Activity 11 Taking an interpretivist perspective

Timing: Allow approximately 10 minutes

You are now going to return to the scenario of making a cup of tea that you encountered in Activity 5 and Activity 9, for the final time. This time you will use the information in Sections 3.4 and 3.5 to adopt an interpretivist perspective on it.

A cup of tea on a table next to a book.
Figure 9 A further look at the cup of tea, this time from an interpretivist’s perspective

Make notes in response to the following questions:

  1. What might an interpretivist assume about the cup of tea?
  2. What might they want to know?
  3. How might they go about finding out about it?

Discussion

Interpretivists would not want to make assumptions about the cup of tea. Instead, they would probably want to explore different aspects of the background to the tea drinking before focusing on the act itself.

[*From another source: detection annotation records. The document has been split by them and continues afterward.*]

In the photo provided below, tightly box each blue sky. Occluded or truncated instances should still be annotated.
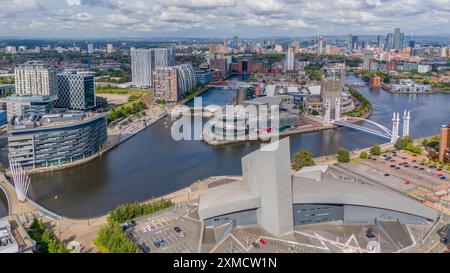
[0,0,450,38]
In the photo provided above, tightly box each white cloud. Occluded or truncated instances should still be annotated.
[0,0,450,36]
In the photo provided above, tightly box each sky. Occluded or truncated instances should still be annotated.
[0,0,450,38]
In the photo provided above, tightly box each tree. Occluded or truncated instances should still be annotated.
[359,151,369,159]
[292,149,316,171]
[370,145,381,156]
[337,148,350,163]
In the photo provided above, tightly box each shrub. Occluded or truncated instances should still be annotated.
[337,148,350,163]
[370,145,381,156]
[292,149,315,171]
[359,151,369,159]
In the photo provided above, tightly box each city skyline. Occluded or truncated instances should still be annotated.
[0,0,450,38]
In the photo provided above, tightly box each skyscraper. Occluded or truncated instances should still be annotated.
[393,28,405,50]
[352,36,359,49]
[131,48,175,89]
[347,34,353,50]
[321,64,345,111]
[386,33,394,50]
[106,44,114,54]
[55,71,96,110]
[88,43,94,54]
[14,61,58,96]
[153,64,197,102]
[284,46,295,71]
[363,50,373,70]
[317,36,323,54]
[377,35,384,50]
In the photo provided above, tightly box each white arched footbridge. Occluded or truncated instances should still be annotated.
[323,98,411,143]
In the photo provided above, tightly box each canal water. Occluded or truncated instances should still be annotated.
[0,189,8,218]
[28,75,450,218]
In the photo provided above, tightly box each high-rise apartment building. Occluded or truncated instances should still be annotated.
[88,44,94,54]
[347,34,353,50]
[317,36,323,54]
[377,35,384,50]
[363,50,373,70]
[14,61,58,96]
[131,48,175,89]
[55,71,96,110]
[153,64,197,102]
[321,63,345,111]
[106,44,114,54]
[439,124,450,161]
[352,36,359,49]
[284,46,295,71]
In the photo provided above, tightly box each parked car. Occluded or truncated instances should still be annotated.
[120,220,136,231]
[153,240,166,248]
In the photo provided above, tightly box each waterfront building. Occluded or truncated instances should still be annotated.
[391,79,431,93]
[417,64,431,74]
[153,64,197,102]
[8,112,107,169]
[88,43,94,54]
[317,36,323,54]
[369,75,382,89]
[0,84,16,98]
[198,138,440,237]
[352,36,359,49]
[55,71,96,110]
[14,61,58,96]
[377,35,384,50]
[439,124,450,162]
[131,48,175,89]
[321,64,346,111]
[363,50,373,70]
[347,34,353,50]
[106,44,114,54]
[5,96,58,121]
[5,46,17,54]
[195,69,213,85]
[284,46,295,71]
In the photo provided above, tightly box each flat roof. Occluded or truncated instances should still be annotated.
[198,181,261,220]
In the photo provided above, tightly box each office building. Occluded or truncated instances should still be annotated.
[352,36,359,49]
[5,96,58,121]
[377,35,384,50]
[439,124,450,162]
[5,46,17,54]
[363,50,373,70]
[316,36,323,54]
[88,44,94,54]
[131,48,175,89]
[14,61,58,96]
[198,138,440,238]
[0,84,16,98]
[106,44,114,54]
[153,64,197,102]
[321,64,346,111]
[284,46,295,71]
[347,34,353,50]
[55,71,95,110]
[369,75,382,89]
[8,112,107,169]
[195,69,213,85]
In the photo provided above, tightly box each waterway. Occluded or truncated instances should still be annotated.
[0,189,8,218]
[27,75,450,218]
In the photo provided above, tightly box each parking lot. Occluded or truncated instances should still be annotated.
[127,206,200,253]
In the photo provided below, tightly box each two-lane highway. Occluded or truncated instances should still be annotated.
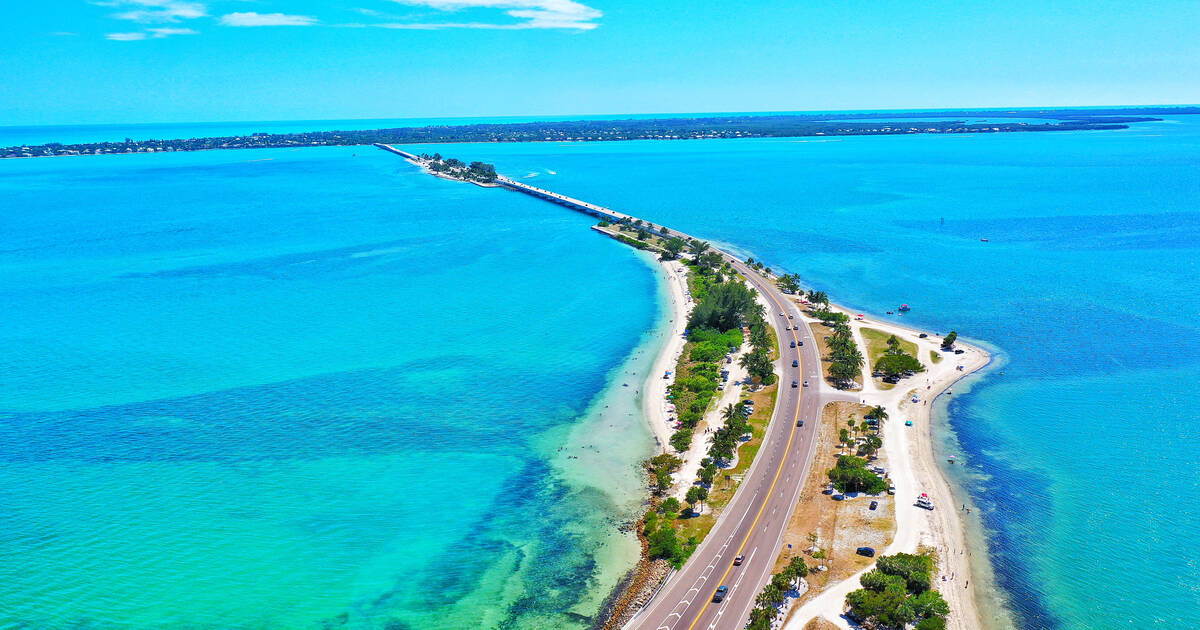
[625,257,844,630]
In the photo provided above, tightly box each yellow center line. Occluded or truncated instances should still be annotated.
[688,271,804,630]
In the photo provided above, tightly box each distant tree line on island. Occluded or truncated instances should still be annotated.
[7,107,1200,157]
[420,154,496,184]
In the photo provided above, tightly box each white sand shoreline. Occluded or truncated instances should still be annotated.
[785,301,991,630]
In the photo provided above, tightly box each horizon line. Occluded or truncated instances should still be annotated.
[0,103,1200,128]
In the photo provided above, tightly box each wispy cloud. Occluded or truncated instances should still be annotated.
[96,0,209,24]
[221,12,317,26]
[104,29,196,42]
[379,0,604,30]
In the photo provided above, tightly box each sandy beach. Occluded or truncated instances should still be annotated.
[641,260,691,452]
[784,302,990,630]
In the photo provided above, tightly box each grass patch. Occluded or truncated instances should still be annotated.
[860,328,918,371]
[809,322,863,388]
[677,384,779,540]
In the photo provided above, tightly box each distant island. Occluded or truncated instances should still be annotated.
[0,107,1200,158]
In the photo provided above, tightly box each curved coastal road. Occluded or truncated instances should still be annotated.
[625,254,857,630]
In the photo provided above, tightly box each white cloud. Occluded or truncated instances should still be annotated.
[146,29,196,40]
[96,0,209,23]
[221,12,317,26]
[380,0,604,30]
[104,29,196,42]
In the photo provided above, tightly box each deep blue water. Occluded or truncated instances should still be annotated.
[427,116,1200,630]
[0,148,660,629]
[0,116,1200,630]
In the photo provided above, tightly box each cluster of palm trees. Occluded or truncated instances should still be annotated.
[839,404,888,455]
[738,302,775,385]
[828,322,865,388]
[746,258,770,276]
[746,556,809,630]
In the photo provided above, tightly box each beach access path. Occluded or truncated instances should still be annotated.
[784,307,990,630]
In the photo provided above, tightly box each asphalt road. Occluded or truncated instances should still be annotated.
[625,258,851,630]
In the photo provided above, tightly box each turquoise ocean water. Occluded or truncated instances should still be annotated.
[0,116,1200,630]
[443,116,1200,630]
[0,148,661,629]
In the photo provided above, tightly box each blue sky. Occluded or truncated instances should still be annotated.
[0,0,1200,125]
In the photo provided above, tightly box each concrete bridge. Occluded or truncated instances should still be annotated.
[496,175,634,223]
[374,143,421,162]
[374,143,672,238]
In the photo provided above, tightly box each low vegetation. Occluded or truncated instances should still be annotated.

You might have thought about how they would want to know a lot about the person making the tea, whether this was the same person drinking the tea, and why they came to make the tea at this point in time and place. This would probably involve thinking about the relationship between all people involved, their previous experiences of tea drinking and how these have led to the tea-drinking scenario at this place and time. It might also involve thinking about the choice of tea, the mode of making the tea and how this might be linked to personal and/or wider cultural practices of those involved.

Interpretivists are very likely to want to talk to individuals and ask them questions linked to their interests. This may even involve going back to individuals more than once after speaking to others and eliciting different insights, which then prompts the need for further discussion.

You will have come to appreciate that taking a paradigmatic position will impact on all aspects of a researcher’s decision making. In the next section, you will see that researchers are not faced with a simple choice between adopting one of two alternative positions and that the debate about which paradigms should underpin research remain.